I haven’t slept the best lately and know it’s because I’ve been a bit stagnant and not so disciplined, now the smoke has started to clear I need start being more proactive.

I still feel a bit raw and fragile so I’m going camping for a few days next week. I always benefit from getting out of town, it’s like a mini reset.

All the best everyone 👍
 

Qwertyxyz

Active Member
46 days PMO free

I woke up feeling the best I have for weeks. I feel like I’m bouncing back quite well from the stress I had around my work. As I’m feeling more h better my cravings are much less and that’s really nice, I can just be at home without dealing with compulsions.

I think the less drama in my life the less likely I am to crave and possibly act out. My life isn’t perfect and I need to do my best to feel connected and stable. I’ve had a lot of anxiety and depression and want to take good care of myself.
 
46 days PMO free

I woke up feeling the best I have for weeks. I feel like I’m bouncing back quite well from the stress I had around my work. As I’m feeling more h better my cravings are much less and that’s really nice, I can just be at home without dealing with compulsions.

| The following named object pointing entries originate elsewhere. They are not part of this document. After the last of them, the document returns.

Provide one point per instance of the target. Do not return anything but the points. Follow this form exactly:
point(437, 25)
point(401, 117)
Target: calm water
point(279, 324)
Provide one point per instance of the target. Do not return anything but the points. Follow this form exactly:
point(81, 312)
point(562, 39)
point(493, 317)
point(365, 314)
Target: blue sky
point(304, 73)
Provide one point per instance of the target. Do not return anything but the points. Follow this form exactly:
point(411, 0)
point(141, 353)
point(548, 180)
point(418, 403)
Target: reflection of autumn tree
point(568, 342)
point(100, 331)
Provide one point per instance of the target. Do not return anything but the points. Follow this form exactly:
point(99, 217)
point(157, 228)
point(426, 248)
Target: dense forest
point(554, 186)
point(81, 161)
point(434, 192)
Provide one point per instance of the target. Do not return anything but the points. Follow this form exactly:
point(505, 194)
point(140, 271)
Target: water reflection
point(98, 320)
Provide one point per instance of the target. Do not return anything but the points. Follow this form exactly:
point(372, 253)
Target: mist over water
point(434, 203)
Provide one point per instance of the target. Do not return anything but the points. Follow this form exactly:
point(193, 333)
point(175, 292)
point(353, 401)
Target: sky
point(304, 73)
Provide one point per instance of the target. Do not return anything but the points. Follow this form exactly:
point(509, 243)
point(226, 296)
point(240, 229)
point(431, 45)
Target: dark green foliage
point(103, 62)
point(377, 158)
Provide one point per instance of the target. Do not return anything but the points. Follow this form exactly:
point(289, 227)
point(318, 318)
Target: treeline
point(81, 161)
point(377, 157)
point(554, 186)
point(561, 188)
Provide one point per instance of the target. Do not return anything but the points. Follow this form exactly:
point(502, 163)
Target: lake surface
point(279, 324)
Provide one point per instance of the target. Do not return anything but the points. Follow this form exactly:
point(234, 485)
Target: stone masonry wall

I think the less drama in my life the less likely I am to crave and possibly act out. My life isn’t perfect and I need to do my best to feel connected and stable. I’ve had a lot of anxiety and depression and want to take good care of myself.
Really happy for you man, and camping sounds like a good plan. I've been hoping to get out soon and do the same. Enjoy your time away from the craziness of the world.
 

Qwertyxyz

Active Member
Day 47 PMO free

I caught up with a group yesterday and while it was mostly good I feel like it wiped me out a bit. Sometimes I need to leave earlier, when I’m tired I find groups hard. It affects my anxiety really and I know it’s not ideal, I’m seeing when my anxiety is up I have cravings.

I need to be more self aware of what causes my anxiety, for most of my life I’ve ignored the internal caution flags and pushed on socially then developed anxiety. I need to be there for myself and listen to what’s going on for me. I’m aiming to catch up one on one with more people, I connect much more when I do that.

Loving being PMO free but I know I have to stay disciplined, anxiety is hard to deal with and I know I can improve it.
 

Qwertyxyz

Active Member
Day 48 PMO free

I ordered the a book called ‘going deeper’ by Eddie Capparucci but I ended up getting the work book by mistake not the actual book. This is actually a good thing, I got the audiobook from audible and have started listening and will go through the work book for a deeper understanding.

It a lot about inner child stuff and while I’ve not been drawn to that in the past I do see it as a kind of construct to understand trauma. So far I’ve better understood that growing up I had massive abandonment and self-blame/self-loathing issues and they really do shape me today. I did grow up with both parents but it was like an emotional vacuum, I was a highly anxious autistic kid and got zero emotional connection or support.

I feel there is so much in my to work through and it makes me crave comfort (porn) and affects my life badly. I’m happy that I’ve found something that will help me learn about myself and grow, it will be an emotional journey.